In dem Projekt arbeiten Mädchen und Jungen getrennt voneinander. Die Schüler*innen werden von den Sozialpädagoginnen und Lehrerinnen betreut, während die Klassenlehrkräfte mit den Jungen arbeiten. In Form einer Collage visualisieren die Schüler*innen die genannten Bereiche und stellen sie der Gruppe vor. Es wird über Elternzeit gesprochen, die Vereinbarkeit von Beruf und Familie diskutiert und die Vor- und Nachteile verschiedener Betreuungsformen in den Blick genommen.
Anhand eines Interviewbogens, den die Schüler*innen von berufstätigen Frauen mit Kindern ausfüllen lassen, erkennen sie Stolpersteine und Brüche in den Biografien und können daraus lernen.
Ein Fragebogen zur Selbst -und Fremdeinschätzung im Hinblick auf Interessen, Eigenschaften und Fähigkeiten ermöglicht ihnen zu überprüfen, ob diese mit ihrem angestrebten Berufswunsch korrespondieren. Nach dem Motto „ Was kostet das Leben ?“ werden die Schüler*innen vor die Aufgabe gestellt zu berechnen, wieviel Geld sie für Lebenshaltungskosten und andere Posten veranschlagen müssen beim Bezug einer eigenen Wohnung mit dem Gehalt ihres Wunschberufes.
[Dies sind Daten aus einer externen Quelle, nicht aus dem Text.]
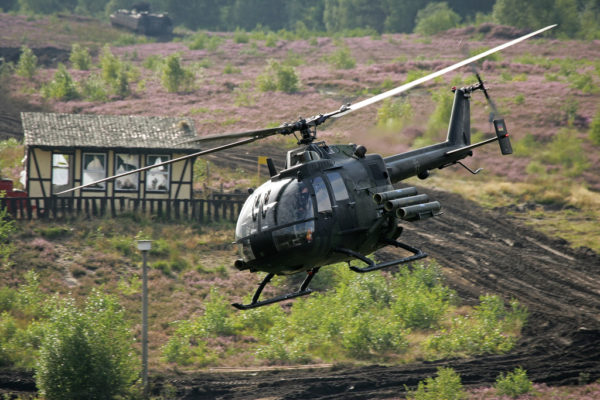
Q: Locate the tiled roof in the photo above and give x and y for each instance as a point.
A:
(107, 131)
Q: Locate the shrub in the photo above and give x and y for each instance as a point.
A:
(394, 114)
(80, 57)
(7, 227)
(109, 64)
(240, 36)
(271, 40)
(93, 88)
(434, 18)
(153, 62)
(566, 150)
(62, 86)
(594, 133)
(27, 65)
(490, 329)
(86, 353)
(447, 385)
(341, 59)
(514, 383)
(175, 76)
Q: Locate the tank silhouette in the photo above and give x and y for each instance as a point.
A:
(140, 20)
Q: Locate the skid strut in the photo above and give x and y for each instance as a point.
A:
(303, 291)
(372, 266)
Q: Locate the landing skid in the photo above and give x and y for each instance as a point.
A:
(372, 266)
(303, 291)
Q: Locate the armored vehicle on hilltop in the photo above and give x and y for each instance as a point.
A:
(142, 21)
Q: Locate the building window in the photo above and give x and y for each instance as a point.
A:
(123, 163)
(94, 168)
(62, 176)
(157, 179)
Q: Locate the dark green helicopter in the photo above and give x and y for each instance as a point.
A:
(334, 203)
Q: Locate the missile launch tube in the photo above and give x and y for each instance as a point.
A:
(419, 211)
(381, 198)
(391, 205)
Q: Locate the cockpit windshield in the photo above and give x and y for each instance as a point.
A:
(275, 203)
(295, 203)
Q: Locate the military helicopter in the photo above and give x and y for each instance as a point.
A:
(336, 203)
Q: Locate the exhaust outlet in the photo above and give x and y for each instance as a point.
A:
(419, 211)
(391, 205)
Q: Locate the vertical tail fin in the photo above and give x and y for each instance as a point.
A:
(503, 139)
(459, 130)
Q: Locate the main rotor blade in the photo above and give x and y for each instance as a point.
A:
(433, 75)
(259, 134)
(200, 153)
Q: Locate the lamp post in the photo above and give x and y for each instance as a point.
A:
(144, 246)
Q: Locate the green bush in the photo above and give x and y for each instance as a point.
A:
(93, 88)
(240, 36)
(109, 64)
(86, 352)
(153, 62)
(566, 149)
(447, 385)
(341, 59)
(594, 133)
(362, 317)
(62, 86)
(80, 57)
(394, 114)
(175, 77)
(271, 40)
(7, 227)
(490, 329)
(435, 18)
(514, 383)
(27, 65)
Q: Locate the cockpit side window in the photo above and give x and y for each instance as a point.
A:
(339, 187)
(295, 203)
(322, 195)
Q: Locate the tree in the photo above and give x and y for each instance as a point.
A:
(27, 63)
(174, 76)
(86, 353)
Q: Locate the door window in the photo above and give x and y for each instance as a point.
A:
(322, 195)
(338, 186)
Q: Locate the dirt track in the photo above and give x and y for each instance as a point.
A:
(483, 252)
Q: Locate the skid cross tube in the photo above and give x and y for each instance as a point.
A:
(372, 266)
(303, 291)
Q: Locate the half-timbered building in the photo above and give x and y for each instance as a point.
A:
(68, 150)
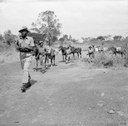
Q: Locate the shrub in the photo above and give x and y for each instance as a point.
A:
(108, 60)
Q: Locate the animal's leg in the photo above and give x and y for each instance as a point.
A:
(78, 54)
(63, 57)
(36, 64)
(73, 55)
(54, 59)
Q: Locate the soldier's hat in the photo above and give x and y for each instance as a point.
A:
(24, 28)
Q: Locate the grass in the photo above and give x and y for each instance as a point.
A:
(108, 60)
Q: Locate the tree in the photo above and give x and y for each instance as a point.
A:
(65, 37)
(70, 38)
(117, 37)
(47, 23)
(100, 38)
(1, 37)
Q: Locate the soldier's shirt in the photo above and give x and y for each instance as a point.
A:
(26, 42)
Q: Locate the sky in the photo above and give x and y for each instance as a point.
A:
(79, 18)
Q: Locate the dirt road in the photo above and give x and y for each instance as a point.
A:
(74, 94)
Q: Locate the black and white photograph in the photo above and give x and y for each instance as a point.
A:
(63, 62)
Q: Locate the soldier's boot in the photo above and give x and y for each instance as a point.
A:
(23, 88)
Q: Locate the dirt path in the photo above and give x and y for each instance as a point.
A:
(72, 94)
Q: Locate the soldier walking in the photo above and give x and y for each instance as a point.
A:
(25, 45)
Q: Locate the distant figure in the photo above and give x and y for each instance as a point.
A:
(25, 45)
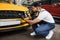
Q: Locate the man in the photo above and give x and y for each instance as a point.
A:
(47, 24)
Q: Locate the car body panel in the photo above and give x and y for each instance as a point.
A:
(11, 7)
(54, 10)
(7, 6)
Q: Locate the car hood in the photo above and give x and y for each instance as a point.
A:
(7, 6)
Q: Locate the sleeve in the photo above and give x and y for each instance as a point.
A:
(42, 15)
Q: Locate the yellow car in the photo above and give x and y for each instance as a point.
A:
(11, 17)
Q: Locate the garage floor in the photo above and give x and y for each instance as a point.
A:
(24, 35)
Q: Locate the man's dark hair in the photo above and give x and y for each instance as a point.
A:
(36, 4)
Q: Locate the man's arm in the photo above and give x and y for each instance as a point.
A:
(36, 20)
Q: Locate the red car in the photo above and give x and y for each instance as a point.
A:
(54, 10)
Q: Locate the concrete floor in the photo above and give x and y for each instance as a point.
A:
(24, 35)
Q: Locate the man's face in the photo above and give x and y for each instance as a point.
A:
(34, 9)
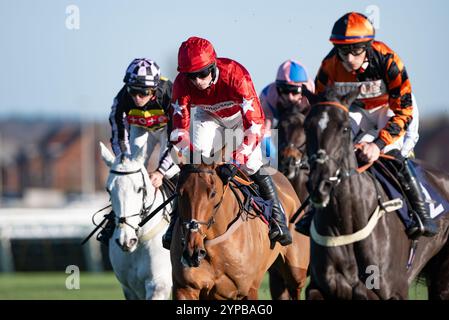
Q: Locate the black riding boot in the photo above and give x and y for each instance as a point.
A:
(278, 227)
(303, 225)
(412, 188)
(166, 238)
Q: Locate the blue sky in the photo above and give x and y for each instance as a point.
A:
(48, 69)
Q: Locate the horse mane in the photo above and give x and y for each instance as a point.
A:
(295, 117)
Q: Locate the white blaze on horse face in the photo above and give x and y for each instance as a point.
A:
(323, 121)
(107, 155)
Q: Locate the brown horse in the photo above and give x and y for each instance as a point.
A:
(219, 251)
(347, 262)
(293, 164)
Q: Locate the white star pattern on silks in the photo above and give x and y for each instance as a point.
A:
(174, 136)
(247, 105)
(256, 128)
(246, 150)
(178, 108)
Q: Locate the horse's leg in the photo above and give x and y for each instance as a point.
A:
(253, 294)
(298, 282)
(439, 275)
(129, 294)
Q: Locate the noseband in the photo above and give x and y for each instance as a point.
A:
(144, 210)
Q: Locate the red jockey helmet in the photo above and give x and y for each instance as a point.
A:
(195, 54)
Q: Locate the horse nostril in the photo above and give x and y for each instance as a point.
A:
(201, 253)
(132, 242)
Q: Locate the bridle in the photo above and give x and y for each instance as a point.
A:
(193, 225)
(120, 221)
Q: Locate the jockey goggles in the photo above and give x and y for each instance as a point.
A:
(355, 50)
(203, 73)
(141, 91)
(289, 89)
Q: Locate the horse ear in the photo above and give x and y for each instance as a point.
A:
(139, 156)
(107, 155)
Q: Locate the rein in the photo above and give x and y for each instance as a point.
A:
(194, 225)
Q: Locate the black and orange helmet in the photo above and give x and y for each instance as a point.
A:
(352, 28)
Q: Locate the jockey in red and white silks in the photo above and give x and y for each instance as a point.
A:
(222, 93)
(230, 102)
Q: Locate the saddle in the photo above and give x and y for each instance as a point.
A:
(437, 205)
(252, 200)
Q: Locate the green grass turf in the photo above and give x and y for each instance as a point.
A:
(100, 286)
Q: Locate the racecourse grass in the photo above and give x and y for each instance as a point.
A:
(95, 286)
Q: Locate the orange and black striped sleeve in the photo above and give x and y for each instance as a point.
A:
(322, 79)
(400, 97)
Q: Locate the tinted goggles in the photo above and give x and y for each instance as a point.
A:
(354, 50)
(141, 91)
(200, 74)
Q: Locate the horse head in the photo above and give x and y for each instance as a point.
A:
(200, 191)
(292, 143)
(130, 190)
(329, 144)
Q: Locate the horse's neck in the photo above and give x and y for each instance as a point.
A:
(352, 202)
(224, 216)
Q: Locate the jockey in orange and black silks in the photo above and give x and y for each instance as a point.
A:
(222, 93)
(383, 112)
(358, 61)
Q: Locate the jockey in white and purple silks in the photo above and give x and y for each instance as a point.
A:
(283, 95)
(285, 92)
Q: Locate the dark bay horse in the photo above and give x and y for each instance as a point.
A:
(373, 267)
(293, 164)
(292, 147)
(219, 251)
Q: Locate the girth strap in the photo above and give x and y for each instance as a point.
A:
(329, 241)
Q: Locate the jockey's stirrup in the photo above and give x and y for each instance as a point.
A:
(303, 225)
(166, 238)
(425, 225)
(278, 227)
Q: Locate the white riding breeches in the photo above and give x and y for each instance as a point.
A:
(210, 134)
(366, 125)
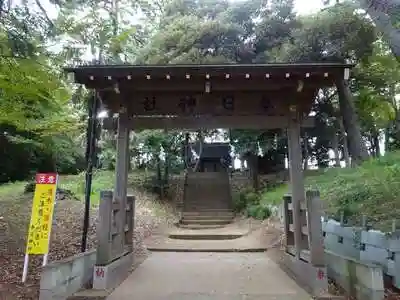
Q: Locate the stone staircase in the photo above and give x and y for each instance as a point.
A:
(207, 200)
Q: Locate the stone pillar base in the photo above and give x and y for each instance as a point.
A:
(113, 274)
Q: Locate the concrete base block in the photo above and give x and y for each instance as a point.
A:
(62, 278)
(113, 274)
(360, 280)
(313, 279)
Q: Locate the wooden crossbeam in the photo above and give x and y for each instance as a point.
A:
(214, 122)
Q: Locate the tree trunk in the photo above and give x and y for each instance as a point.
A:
(306, 154)
(254, 171)
(335, 146)
(343, 138)
(158, 161)
(358, 149)
(377, 147)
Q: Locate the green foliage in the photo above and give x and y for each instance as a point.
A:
(371, 189)
(248, 202)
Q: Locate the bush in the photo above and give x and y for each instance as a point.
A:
(249, 202)
(371, 189)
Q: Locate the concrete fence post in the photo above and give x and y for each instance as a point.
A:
(287, 221)
(130, 215)
(103, 255)
(316, 242)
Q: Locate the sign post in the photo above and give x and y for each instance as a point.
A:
(39, 232)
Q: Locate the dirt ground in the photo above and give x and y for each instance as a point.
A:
(65, 241)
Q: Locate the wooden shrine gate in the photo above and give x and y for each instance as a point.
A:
(257, 96)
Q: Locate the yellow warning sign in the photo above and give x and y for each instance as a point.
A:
(42, 214)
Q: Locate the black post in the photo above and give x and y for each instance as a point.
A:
(90, 155)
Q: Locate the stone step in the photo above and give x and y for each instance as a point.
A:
(208, 217)
(197, 210)
(209, 213)
(206, 222)
(204, 236)
(200, 226)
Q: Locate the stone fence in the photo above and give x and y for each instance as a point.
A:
(365, 245)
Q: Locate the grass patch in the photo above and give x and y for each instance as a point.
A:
(372, 189)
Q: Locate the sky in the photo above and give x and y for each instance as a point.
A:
(301, 7)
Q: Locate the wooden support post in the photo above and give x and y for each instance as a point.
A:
(121, 181)
(103, 230)
(288, 219)
(296, 176)
(130, 215)
(314, 225)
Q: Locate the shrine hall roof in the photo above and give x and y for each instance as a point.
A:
(88, 73)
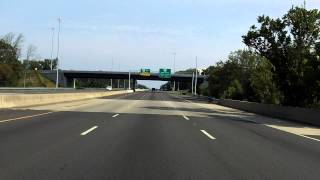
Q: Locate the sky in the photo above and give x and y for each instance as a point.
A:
(135, 34)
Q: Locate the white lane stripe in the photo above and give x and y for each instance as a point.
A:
(89, 130)
(115, 115)
(207, 134)
(308, 137)
(186, 118)
(25, 117)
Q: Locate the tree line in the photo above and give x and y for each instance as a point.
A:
(280, 66)
(13, 66)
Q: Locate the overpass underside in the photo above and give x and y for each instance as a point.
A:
(67, 77)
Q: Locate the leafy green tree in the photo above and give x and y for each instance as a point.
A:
(291, 44)
(10, 67)
(263, 85)
(233, 75)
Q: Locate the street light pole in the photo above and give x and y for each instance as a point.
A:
(192, 83)
(58, 49)
(129, 80)
(174, 70)
(52, 44)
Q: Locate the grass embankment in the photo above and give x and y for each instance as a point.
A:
(11, 77)
(34, 79)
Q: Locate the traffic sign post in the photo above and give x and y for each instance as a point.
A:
(165, 73)
(145, 72)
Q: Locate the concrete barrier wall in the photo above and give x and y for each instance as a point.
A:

Viele Kinder realisieren, dass die Kosten, die sie veranschlagen, weit über dem liegen, was ihr Verdienst vorsieht. Auch das kann ein „ Aha- Effekt“ sein, um sich für lukrativere Berufe mit besseren Entwicklungsmöglichkeiten zu interessieren.
Am Tag der Betriebsfelderkundung lernen die Schüler*innen verschiedene Betriebe kennen, wie die Bogestra, ZiNQ, Masterflex und Gelsenwasser. Sie erhalten Einblick in interessante Ausbildungs- und Studienberufe.
Ein besonderes Highlight ist in diesem Jahr, dass die Mädchen den Betriebshof der Bogestra Bochum besichtigen dürfen. Sie sehen sich verschiedene Busse und auch nostalgische Straßenbahnen an und dürfen, unter Anleitung eigenständig am Steuer sitzen und über den Betriebshof fahren.
Außerdem sind sie zu Gast in der Azubi- Werkstatt und erstellen dort ein Geschicklichkeitsspiel. Sie erhalten Einblick in die verschiedenen Ausbildungsberufe und werden über die Bereiche Mechanik, Elektronik und Pneumatik informiert. Zum krönenden Abschluss wurden sie sogar mit dem Bus bis zum Ückendorfer Platz zurückgefahren.
Die Informationsveranstaltung durch die Berufsberaterin findet in der Schule statt und wird von Mädchen und Jungen gemeinsam besucht. Die Schüler*innen können in Form von Übungen ihren beruflichen Fähigkeiten auf die Spur kommen und lernen das Tool „ Check you“ kennen. Sie lösen ein Escape Game und erhalten ihre wohlverdiente Belohnung.
Am letzten Tag werden die Mädchen von den Jungen in die jeweiligen Jugendheime eingeladen. In einem schönen Ambiente, bei einem leckeren Frühstück lässt man die Woche Revue passieren und tauscht Erfahrungen und Arbeitsergebnisse aus. Die Schüler* innen erlebten die Veranstaltung als sehr gelungen und informativ.